If you're setting precise sizes in flexbox, or very specific flex values, you're probably in Grid territory. Ideally, flexbox is best when you want things to stretch/shrink to fit and you want the items to determine their own sizes. Grid is best when you have a specific layout/sizes in mind, and you want to impose that layout onto the items.


Apart from the semantic issues that result when littering your HTML with <table> tags that inaccurately represent the content they contain, Grid also provides features that tables cannot do:

  * overlapping cells (http://gridbyexample.com/examples/example15/)
  * empty cells, without a bunch of empty <td> tags (http://gridbyexample.com/examples/example12/)
  * size columns (or rows!) in proportion to one another
  * complex alignment of contents within a cell (http://gridbyexample.com/examples/example24/ and http://gridbyexample.com/examples/example25/)
  * specify exact min and max sizes for columns & rows
  * provide a full definition of responsive behavior, often without any media queries
It also provides everything a table does with far less code and easier to read markup.
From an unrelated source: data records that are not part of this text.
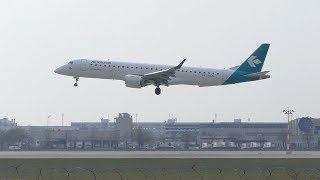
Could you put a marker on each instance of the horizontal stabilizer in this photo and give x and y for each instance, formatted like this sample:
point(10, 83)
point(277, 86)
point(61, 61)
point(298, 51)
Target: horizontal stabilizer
point(260, 75)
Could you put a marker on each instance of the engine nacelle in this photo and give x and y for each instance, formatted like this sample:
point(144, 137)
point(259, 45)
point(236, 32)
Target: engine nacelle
point(134, 81)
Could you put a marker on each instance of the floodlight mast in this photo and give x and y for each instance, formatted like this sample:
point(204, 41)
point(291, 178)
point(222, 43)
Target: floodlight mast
point(288, 112)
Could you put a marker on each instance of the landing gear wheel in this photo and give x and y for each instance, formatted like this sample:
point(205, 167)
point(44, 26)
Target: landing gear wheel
point(76, 83)
point(157, 91)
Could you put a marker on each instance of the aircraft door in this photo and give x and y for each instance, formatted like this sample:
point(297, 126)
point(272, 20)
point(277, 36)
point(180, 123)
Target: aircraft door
point(83, 65)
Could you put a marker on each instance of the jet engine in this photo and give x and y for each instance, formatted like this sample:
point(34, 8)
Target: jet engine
point(134, 81)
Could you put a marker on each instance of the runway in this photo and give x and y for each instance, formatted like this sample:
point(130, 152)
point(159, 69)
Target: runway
point(156, 154)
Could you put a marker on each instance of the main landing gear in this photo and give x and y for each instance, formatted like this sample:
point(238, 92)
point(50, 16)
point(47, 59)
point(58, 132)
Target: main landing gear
point(157, 90)
point(76, 83)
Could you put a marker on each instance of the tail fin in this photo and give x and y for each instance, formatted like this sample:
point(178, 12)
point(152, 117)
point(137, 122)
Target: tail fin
point(255, 62)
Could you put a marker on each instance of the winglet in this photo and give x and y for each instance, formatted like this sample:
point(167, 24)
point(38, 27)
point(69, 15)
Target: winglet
point(180, 65)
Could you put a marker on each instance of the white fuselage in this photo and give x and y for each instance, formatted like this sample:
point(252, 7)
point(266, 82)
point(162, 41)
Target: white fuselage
point(118, 70)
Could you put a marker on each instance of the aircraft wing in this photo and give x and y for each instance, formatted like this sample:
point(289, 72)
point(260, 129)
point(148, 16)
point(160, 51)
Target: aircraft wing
point(162, 77)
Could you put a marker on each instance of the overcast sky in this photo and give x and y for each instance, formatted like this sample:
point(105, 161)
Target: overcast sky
point(38, 36)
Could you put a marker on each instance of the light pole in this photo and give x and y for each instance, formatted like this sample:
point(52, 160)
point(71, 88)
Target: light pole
point(288, 112)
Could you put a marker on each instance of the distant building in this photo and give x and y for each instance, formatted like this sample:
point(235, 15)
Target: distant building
point(243, 132)
point(123, 124)
point(5, 124)
point(305, 133)
point(103, 124)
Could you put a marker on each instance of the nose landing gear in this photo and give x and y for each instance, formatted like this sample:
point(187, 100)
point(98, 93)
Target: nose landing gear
point(76, 83)
point(157, 90)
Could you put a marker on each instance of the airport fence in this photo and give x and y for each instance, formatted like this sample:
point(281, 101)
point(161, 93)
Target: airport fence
point(193, 172)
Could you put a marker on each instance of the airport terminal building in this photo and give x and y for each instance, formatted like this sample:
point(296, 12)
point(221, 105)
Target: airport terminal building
point(171, 134)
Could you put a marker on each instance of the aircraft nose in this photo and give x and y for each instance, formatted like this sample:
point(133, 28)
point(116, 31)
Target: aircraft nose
point(59, 70)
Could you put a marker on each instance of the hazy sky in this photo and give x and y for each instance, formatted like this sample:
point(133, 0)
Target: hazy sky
point(38, 36)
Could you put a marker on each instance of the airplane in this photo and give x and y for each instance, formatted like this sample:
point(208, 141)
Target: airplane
point(138, 75)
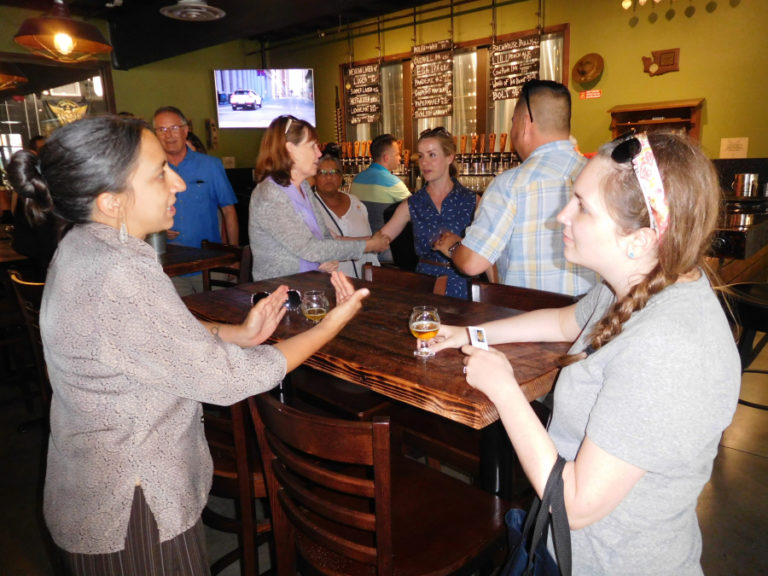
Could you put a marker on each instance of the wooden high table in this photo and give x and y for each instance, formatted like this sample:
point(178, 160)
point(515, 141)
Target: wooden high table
point(375, 350)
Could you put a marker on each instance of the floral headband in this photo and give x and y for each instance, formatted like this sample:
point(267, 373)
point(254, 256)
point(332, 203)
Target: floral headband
point(638, 149)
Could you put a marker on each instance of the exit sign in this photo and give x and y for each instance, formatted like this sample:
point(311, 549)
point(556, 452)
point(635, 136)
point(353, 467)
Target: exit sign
point(589, 94)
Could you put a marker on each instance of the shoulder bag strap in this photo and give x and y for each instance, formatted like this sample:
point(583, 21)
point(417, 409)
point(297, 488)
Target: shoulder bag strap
point(552, 510)
point(336, 222)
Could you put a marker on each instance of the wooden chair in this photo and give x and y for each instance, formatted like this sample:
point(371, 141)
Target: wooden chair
point(237, 475)
point(29, 296)
point(343, 502)
point(747, 305)
point(242, 271)
point(517, 297)
point(399, 278)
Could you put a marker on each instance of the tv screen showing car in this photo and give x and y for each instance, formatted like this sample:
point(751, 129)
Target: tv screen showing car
point(252, 98)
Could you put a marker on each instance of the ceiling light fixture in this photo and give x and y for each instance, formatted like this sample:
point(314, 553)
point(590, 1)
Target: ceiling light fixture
point(627, 4)
point(192, 11)
point(10, 76)
point(57, 36)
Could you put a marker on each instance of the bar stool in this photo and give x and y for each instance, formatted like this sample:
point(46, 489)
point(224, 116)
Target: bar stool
point(749, 302)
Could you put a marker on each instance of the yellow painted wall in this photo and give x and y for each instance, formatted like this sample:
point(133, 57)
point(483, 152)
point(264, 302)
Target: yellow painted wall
point(723, 58)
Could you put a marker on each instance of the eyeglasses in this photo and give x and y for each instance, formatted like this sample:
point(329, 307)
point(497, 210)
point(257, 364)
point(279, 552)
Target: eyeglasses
point(430, 132)
point(292, 303)
point(175, 129)
point(527, 96)
point(637, 149)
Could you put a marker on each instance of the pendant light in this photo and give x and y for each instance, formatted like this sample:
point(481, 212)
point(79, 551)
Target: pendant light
point(57, 36)
point(10, 76)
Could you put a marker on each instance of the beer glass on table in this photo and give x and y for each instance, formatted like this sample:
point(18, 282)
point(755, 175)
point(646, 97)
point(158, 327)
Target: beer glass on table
point(314, 305)
point(424, 324)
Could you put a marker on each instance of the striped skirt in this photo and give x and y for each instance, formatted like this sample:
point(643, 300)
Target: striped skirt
point(144, 554)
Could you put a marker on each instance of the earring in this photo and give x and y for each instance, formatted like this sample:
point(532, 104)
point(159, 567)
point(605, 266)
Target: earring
point(122, 234)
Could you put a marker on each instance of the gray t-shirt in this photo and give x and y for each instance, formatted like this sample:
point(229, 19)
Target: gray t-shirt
point(658, 396)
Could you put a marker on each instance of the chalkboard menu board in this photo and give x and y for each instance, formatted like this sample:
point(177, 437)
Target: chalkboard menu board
point(432, 79)
point(364, 94)
point(513, 63)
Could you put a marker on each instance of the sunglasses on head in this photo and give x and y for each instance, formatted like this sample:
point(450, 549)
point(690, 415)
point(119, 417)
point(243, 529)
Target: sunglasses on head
point(429, 132)
point(526, 93)
point(636, 148)
point(292, 303)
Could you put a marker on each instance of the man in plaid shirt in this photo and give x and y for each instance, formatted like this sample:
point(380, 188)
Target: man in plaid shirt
point(515, 226)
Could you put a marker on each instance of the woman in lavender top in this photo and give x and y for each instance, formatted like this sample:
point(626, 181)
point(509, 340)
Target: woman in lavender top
point(286, 229)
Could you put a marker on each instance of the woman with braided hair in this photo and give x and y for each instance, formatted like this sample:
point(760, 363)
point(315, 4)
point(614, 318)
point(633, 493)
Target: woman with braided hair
point(653, 375)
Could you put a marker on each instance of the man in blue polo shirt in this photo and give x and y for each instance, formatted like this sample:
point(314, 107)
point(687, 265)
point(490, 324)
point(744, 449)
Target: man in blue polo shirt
point(208, 190)
point(377, 187)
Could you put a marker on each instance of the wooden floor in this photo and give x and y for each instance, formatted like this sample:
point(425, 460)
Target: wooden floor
point(733, 508)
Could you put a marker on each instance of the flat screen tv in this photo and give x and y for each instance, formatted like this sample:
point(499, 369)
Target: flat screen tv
point(253, 98)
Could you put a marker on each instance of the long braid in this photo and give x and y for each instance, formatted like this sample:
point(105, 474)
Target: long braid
point(611, 324)
point(694, 197)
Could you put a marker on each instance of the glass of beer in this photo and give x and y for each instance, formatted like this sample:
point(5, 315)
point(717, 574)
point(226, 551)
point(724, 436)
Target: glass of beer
point(314, 305)
point(424, 324)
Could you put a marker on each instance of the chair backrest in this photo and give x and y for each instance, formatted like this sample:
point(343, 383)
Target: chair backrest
point(329, 483)
point(29, 296)
point(517, 297)
point(411, 281)
point(242, 271)
point(237, 474)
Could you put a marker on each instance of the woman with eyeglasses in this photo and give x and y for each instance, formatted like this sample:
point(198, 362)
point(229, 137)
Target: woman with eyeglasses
point(442, 205)
point(286, 228)
point(343, 214)
point(653, 376)
point(129, 469)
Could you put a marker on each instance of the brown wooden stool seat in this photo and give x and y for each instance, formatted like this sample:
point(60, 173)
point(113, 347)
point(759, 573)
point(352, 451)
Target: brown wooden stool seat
point(344, 502)
point(237, 475)
point(241, 273)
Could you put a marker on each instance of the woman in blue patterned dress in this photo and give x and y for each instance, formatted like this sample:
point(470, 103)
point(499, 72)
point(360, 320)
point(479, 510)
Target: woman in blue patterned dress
point(441, 205)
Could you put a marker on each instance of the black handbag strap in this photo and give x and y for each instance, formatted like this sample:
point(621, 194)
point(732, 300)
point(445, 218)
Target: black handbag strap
point(550, 508)
point(336, 222)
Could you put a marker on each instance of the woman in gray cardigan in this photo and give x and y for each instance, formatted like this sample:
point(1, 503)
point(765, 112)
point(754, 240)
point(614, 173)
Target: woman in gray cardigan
point(286, 229)
point(129, 469)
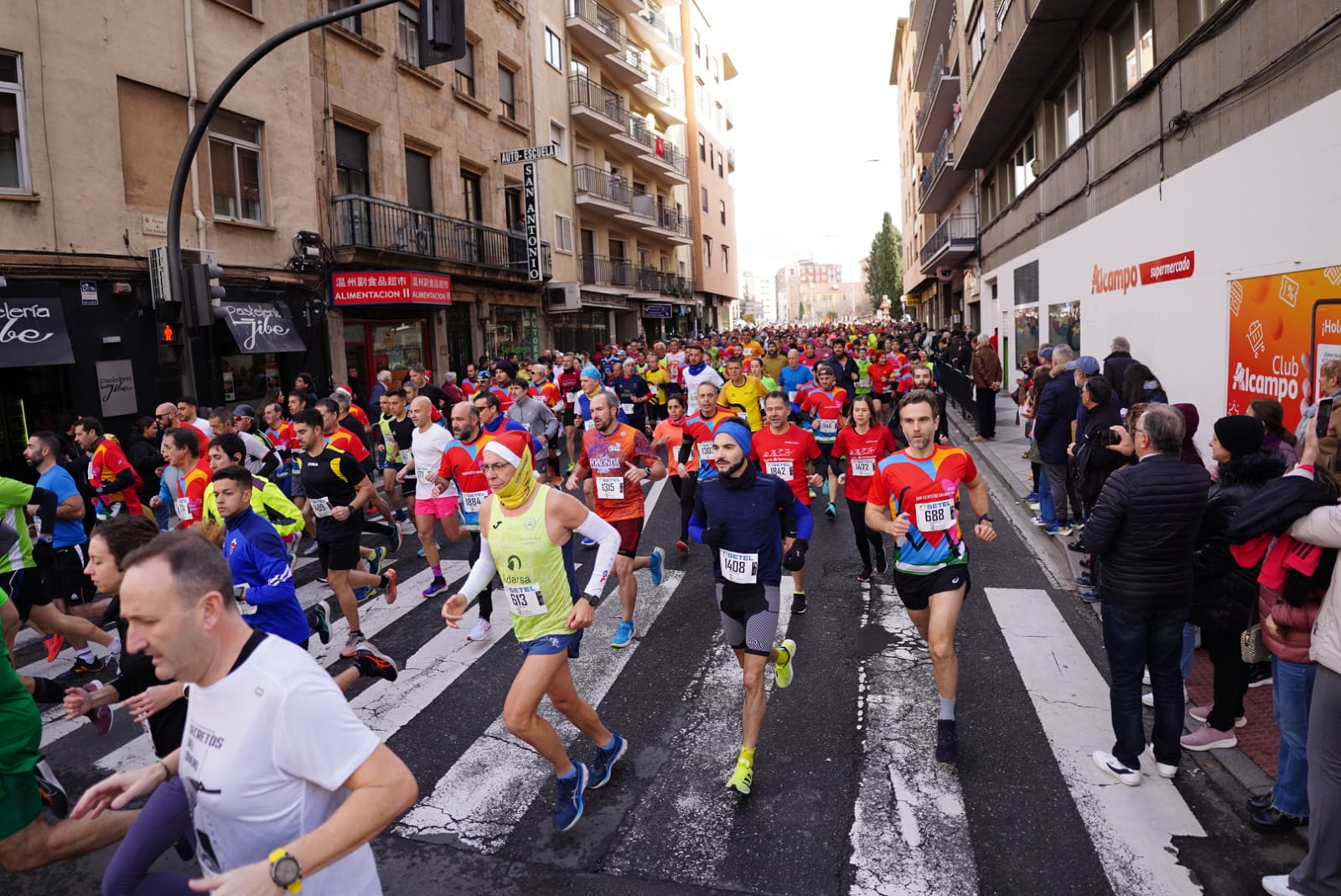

HTML is not just about putting text on a screen. It is markup; the tags and attributes imply meaning about the contents they contain.

This makes it not only usable by a web browser, but parsable by software. That includes, but is certainly not limited to, screen readers, assistive technologies, and search engines.

Consider an example where I use JavaScript to make <i> tags behave like links. I can make it “work”, but by doing so, I am disregarding—and breaking—a primary function of the language.


Out of curiosity, why did you use a custom virtual-DOM implementation instead of one like React?


It's perhaps not as custom as I made it sound. The code we have is a wrapper around the [virtual-dom](https://github.com/Matt-Esch/virtual-dom) library which does most of the low level work.

The "widget" framework is a series of simple ES6 classes that allow us to keep state around and delegate events as actions up to Ember controllers. We had a lot of pre-existing, battle tested code that was written using Ember idioms and was not a performance problem, so we kept that around and used the virtual dom stuff just for rendering HTML as fast as possible.

Why not React? Our main pain point was rendering, and we didn't need all the extra stuff React provided as those bases were already covered by Ember. Why include 26k min+gzip when we would only use a small part of it that was already provided by another excellent virtual-dom library?